Television Personality Maria Menounos Takes Action and Wins Daily Point of Light Award
For bringing stars, producers and others from the entertainment industry together to help others, "Extra" host Maria Menounos received the Daily Point of Light Award today in Los Angeles. The ceremony was part of the One America campaign, led by Points of Light and Chase, to unite people in volunteer service. Read Menounos' story and nominate someone you know as a Daily Point of Light.
Maria Menounos – best known for her entertainment reporting on “Extra,” “Access Hollywood” and the “Today” show – remembers her first assignment as a television reporter well. It was far from the glamour of the red carpet.
Menounos, fresh out of college, traveled to South Africa to cover the AIDS epidemic for that 2001 assignment. The suffering she witnessed left her determined to do more than report the news. When she returned to the U.S., she used the last of her savings to found Take Action Hollywood! (TAH!), an all-volunteer organization dedicated to using the power of the entertainment industry to raise awareness of society’s greatest challenges.
“I think many actors, directors and producers want to use their talents and power affect positive social change,” says Menounos. “Social media and instant connectivity helps a great deal. So while there are an infinite number of causes, there is hope.”
Menounos knows hardship herself, as the daughter of Greek immigrants who could not speak English. Her parents scrubbed floors in Boston nightclubs for a living; they had to bring Menounos and her brother along because they could not afford a babysitter.
While their parents cleaned, the Menounos siblings collected empty cans in the street to make extra money for the family. Menounos hasn’t forgotten those days of struggle and is focusing on helping people in need improve their lives.
Since starting TAH! Menounos has rallied many of her colleagues in Hollywood and formed partnerships with several corporations. The organization focuses on HIV/AIDS awareness, prevention of diabetes and childhood obesity, and educating the public about subjects as diverse as racial segregation, autism and pet overpopulation.

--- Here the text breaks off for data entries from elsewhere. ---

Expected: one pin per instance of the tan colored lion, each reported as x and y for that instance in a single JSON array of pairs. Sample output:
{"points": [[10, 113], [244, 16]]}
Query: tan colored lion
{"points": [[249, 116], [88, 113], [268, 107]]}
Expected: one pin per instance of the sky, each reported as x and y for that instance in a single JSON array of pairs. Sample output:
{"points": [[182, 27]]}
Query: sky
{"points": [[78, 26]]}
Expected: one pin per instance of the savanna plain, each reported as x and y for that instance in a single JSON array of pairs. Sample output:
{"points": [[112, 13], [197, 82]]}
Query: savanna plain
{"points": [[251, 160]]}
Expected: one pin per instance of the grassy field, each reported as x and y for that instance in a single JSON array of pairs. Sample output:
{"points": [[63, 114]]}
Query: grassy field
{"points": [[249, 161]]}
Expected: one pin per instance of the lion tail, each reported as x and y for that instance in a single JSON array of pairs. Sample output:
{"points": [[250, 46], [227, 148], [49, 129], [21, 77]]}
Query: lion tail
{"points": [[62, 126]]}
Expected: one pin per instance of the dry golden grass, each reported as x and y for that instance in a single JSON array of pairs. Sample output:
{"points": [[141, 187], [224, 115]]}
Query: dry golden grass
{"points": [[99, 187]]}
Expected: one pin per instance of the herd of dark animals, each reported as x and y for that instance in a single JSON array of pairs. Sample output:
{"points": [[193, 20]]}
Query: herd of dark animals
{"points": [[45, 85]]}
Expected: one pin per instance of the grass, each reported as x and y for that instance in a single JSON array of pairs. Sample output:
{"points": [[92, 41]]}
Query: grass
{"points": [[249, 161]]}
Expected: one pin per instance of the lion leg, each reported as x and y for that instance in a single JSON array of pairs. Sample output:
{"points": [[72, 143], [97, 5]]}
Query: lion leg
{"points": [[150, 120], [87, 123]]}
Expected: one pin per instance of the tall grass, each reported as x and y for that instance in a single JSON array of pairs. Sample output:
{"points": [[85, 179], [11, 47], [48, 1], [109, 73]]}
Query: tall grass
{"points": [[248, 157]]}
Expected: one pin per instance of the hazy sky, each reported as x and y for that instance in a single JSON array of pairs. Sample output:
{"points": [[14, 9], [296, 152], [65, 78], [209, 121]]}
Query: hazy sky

TAH! has sponsored college film competitions – awarding prize money to the most “socially aware” entries – and partnered with Cosmopolitan magazine to create the CosmoGirl Film Contest. The organization also discovered an independent film made in 2004, “Paper Clips,” about a student project to create a Holocaust memorial built from six million paper clips. The film had remained virtually unknown for a year. TAH! arranged for a prominent Hollywood screening and funded promotion of the film. “Paper Clips” has since been distributed worldwide by Mirimax and has given rise to the Paperclip Campaign to honor Holocaust victims.
Menounos is especially active in the cause of diabetes treatment and awareness. Her father suffered from type 1 diabetes, and Menounos often cared for him around the clock as he endured severe pain. For TAH!’s work raising funds for the Hallmark Health System’s diabetes programs and services, Menounos received the Hallmark Health Hero Award.
Menounos also traveled to Capitol Hill as a representative of the Entertainment Industry Foundation’s Diabetes Aware campaign. Menounos spoke to members of Congress about the importance of using funds raised to fight diabetes not merely for treatment but for prevention through education.
Menounos hopes that as TAH! takes action to increase media attention to social issues, the public will act as well.
“I think it's so important to speak up and make your voice heard,” says Menounos. “When narrative films or documentaries come out, watch them, digest them and form an educated opinion. Then, be sure to discuss them, rate them and comment on them via the many digital and social media platforms out there. Hopefully, you'll be inspired to do even more for a particular cause, too, based on what you see.”